I'm querying an file downloaded from the Wikipedia. I want the script to find this:

nl.wikipedia.org/wiki/Lounge">Nederlands

and add this to the array:

Lounge

Here's my non-working code:

$result = StringRegExp($wikipage2, '(?:nl\.wikipedia\.org/wiki/)(.+)(?:">Nederlands)', 1)

Please tell me what wrong with it?

Thanks

Samuel

Link to comment
Share on other sites

Hi,

try this pattern (?<=nl\.wikipedia\.org/wiki/).*(?=">Nederlands)

So long,

Mega

Scripts & functions Organize Includes Let Scite organize the include files

Yahtzee The game "Yahtzee" (Kniffel, DiceLion)

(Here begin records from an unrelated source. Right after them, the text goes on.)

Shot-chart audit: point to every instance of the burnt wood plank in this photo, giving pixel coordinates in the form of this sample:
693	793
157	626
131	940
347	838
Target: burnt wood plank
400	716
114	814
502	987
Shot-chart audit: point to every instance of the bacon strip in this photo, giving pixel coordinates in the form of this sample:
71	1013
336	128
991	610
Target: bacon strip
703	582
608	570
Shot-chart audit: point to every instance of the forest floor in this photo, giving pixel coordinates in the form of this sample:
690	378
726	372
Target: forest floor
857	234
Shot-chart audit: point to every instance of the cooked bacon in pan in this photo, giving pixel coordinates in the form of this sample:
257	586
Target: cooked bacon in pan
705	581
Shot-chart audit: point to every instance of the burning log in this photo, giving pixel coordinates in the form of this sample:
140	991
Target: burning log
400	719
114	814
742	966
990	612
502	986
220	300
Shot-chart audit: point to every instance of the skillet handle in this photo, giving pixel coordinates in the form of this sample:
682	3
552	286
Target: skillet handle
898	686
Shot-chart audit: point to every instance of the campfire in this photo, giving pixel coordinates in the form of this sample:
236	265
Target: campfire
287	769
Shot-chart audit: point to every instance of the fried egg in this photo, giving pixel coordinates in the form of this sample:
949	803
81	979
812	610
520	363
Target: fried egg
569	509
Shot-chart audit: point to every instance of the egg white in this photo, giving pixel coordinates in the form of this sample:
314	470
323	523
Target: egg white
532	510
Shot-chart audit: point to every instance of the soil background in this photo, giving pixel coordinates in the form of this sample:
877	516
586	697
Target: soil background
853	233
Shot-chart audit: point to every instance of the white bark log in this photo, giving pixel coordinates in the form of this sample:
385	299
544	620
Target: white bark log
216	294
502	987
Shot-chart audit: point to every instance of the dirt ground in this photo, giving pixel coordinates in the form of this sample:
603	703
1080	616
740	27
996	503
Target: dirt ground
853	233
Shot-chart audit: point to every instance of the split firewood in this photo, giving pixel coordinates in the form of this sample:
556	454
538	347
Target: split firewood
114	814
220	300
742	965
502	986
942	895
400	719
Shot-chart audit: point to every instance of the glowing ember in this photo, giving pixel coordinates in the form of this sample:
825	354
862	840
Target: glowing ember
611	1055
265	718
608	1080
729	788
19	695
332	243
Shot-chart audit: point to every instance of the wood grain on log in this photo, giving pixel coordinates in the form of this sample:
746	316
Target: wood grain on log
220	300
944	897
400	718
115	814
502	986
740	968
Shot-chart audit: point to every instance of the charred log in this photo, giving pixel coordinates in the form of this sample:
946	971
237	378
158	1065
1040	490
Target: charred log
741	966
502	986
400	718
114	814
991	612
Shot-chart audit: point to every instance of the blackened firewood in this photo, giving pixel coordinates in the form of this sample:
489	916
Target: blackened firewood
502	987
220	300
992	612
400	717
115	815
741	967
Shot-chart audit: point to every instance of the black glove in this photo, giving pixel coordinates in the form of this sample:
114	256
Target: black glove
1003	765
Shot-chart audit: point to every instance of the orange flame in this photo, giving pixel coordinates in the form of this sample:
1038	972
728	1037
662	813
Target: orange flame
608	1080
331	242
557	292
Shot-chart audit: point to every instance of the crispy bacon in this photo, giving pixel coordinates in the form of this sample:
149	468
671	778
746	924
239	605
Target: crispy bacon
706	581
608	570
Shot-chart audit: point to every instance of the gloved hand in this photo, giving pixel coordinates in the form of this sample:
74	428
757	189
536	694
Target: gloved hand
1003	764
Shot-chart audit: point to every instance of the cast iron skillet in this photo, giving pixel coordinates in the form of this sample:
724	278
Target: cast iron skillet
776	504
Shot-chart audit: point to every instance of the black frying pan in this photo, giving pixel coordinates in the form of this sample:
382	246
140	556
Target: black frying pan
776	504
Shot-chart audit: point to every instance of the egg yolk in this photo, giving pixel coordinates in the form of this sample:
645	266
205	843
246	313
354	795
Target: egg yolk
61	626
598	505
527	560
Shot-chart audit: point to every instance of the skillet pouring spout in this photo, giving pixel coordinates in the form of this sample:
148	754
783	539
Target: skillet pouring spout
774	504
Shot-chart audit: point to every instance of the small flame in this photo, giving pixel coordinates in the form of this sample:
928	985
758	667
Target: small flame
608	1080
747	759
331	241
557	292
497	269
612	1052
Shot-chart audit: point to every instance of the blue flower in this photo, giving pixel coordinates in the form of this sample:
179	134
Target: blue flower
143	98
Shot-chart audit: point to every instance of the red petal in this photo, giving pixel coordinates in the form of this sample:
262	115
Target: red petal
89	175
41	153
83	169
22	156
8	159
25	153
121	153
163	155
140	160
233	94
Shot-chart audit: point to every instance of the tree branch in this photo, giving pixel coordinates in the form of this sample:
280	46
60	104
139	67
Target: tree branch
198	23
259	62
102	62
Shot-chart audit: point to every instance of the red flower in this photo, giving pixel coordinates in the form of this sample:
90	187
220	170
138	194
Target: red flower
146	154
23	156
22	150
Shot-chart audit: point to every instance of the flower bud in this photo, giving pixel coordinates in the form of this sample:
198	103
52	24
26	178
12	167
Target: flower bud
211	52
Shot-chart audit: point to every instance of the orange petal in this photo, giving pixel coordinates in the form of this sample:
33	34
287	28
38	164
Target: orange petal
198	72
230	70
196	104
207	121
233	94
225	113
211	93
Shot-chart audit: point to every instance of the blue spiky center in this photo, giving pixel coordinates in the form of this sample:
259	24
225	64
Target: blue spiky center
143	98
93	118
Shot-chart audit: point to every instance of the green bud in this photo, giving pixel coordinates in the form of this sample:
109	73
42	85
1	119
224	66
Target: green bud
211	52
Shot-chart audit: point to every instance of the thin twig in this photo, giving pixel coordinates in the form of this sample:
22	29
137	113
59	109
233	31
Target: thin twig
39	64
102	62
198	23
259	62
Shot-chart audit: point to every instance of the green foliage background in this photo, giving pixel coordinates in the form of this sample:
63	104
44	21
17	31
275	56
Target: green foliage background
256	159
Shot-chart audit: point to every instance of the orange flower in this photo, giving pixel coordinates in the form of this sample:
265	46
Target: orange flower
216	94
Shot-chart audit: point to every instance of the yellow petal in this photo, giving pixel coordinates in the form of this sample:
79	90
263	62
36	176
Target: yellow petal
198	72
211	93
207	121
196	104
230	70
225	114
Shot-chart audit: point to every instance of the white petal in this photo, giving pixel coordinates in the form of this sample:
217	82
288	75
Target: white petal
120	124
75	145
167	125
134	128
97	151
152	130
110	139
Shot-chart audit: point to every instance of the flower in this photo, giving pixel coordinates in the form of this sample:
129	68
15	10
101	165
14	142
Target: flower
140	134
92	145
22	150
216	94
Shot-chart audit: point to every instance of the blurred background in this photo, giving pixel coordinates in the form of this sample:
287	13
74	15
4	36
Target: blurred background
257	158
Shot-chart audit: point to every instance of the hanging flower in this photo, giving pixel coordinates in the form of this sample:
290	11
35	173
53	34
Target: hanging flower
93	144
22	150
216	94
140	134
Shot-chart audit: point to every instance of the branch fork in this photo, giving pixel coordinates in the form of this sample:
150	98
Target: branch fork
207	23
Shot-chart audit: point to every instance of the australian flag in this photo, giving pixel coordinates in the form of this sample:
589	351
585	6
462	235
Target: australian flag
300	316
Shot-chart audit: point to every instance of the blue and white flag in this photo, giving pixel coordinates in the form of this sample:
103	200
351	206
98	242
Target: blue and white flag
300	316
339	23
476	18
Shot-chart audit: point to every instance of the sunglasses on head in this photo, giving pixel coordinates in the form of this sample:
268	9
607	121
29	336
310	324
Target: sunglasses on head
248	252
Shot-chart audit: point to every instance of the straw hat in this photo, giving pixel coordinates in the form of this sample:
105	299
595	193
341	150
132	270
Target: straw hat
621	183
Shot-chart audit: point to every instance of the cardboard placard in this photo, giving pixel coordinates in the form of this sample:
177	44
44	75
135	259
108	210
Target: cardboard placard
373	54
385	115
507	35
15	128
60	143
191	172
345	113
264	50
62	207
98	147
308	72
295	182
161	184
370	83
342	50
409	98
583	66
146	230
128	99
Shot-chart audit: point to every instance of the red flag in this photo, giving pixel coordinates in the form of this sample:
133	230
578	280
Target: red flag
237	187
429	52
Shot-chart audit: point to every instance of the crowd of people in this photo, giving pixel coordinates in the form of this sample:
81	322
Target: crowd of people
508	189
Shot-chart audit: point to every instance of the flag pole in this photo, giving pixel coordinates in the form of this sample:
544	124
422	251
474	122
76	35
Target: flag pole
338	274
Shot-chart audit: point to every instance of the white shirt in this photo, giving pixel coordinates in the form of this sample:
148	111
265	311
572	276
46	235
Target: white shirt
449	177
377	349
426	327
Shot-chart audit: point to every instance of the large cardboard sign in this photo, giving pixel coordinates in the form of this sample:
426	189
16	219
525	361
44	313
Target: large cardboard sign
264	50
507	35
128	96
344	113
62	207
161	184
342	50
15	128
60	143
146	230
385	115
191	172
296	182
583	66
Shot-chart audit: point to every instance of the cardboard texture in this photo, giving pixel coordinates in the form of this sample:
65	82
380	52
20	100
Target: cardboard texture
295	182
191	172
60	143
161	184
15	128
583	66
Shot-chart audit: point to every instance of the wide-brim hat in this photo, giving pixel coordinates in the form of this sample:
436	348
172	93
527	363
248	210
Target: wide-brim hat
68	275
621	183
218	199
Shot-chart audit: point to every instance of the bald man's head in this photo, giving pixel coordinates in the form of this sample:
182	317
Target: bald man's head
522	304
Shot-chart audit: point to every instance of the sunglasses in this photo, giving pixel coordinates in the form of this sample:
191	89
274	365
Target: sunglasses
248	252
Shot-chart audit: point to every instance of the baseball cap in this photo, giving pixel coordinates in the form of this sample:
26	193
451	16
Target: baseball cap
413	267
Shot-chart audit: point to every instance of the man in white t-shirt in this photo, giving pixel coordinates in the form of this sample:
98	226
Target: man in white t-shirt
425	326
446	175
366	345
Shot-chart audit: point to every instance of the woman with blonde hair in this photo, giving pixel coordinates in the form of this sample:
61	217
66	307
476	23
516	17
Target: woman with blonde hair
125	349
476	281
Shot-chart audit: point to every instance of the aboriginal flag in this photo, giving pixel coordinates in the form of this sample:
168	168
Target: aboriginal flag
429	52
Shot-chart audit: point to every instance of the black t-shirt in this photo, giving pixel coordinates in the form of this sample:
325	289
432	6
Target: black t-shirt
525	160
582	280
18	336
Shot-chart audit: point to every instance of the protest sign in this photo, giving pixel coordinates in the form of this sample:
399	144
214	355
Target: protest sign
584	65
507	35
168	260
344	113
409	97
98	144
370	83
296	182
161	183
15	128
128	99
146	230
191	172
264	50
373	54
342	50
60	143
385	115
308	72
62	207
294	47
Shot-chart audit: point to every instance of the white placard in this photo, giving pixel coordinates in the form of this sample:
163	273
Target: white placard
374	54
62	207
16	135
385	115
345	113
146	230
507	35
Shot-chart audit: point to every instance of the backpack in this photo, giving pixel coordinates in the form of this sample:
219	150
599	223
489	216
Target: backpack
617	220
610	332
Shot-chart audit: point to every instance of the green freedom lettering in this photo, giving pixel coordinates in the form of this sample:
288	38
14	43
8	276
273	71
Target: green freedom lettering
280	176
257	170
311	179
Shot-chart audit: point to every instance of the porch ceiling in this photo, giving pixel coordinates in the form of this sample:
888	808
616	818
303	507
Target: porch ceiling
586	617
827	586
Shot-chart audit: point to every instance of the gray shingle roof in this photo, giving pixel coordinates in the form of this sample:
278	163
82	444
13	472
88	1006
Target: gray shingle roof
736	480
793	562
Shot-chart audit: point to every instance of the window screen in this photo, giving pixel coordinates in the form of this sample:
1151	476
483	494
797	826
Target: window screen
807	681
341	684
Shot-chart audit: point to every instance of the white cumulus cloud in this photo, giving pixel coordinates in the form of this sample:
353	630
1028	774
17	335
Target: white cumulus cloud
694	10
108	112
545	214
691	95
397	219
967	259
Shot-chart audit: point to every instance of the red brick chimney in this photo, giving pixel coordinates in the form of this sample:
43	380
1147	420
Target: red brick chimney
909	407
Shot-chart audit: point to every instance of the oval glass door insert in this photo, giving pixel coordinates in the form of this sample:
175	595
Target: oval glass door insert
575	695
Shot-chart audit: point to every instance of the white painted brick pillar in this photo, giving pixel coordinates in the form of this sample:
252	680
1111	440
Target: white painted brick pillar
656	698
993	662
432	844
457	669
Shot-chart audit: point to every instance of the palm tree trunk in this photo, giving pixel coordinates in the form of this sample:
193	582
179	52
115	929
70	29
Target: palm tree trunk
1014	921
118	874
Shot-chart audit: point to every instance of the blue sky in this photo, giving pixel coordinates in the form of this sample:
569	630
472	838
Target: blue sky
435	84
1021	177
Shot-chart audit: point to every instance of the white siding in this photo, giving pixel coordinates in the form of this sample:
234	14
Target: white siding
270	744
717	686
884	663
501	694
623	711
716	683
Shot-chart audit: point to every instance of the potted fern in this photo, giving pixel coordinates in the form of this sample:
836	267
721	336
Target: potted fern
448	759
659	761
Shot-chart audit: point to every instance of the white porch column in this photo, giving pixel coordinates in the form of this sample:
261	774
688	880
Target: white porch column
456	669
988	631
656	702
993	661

LoginWrapper Secure scripts by adding a query (authentication)

_RunOnlyOnThis UDF Make sure that a script can only be executed on ... (Windows / HD / ...)

Internet-Café Server/Client Application Open CD, Start Browser, Lock remote client, etc.

MultipleFuncsWithOneHotkey Start different funcs by hitting one hotkey different times

Link to comment
Share on other sites

Try this pattern (?<=nl\.wikipedia\.org/wiki/).*(?=">Nederlands)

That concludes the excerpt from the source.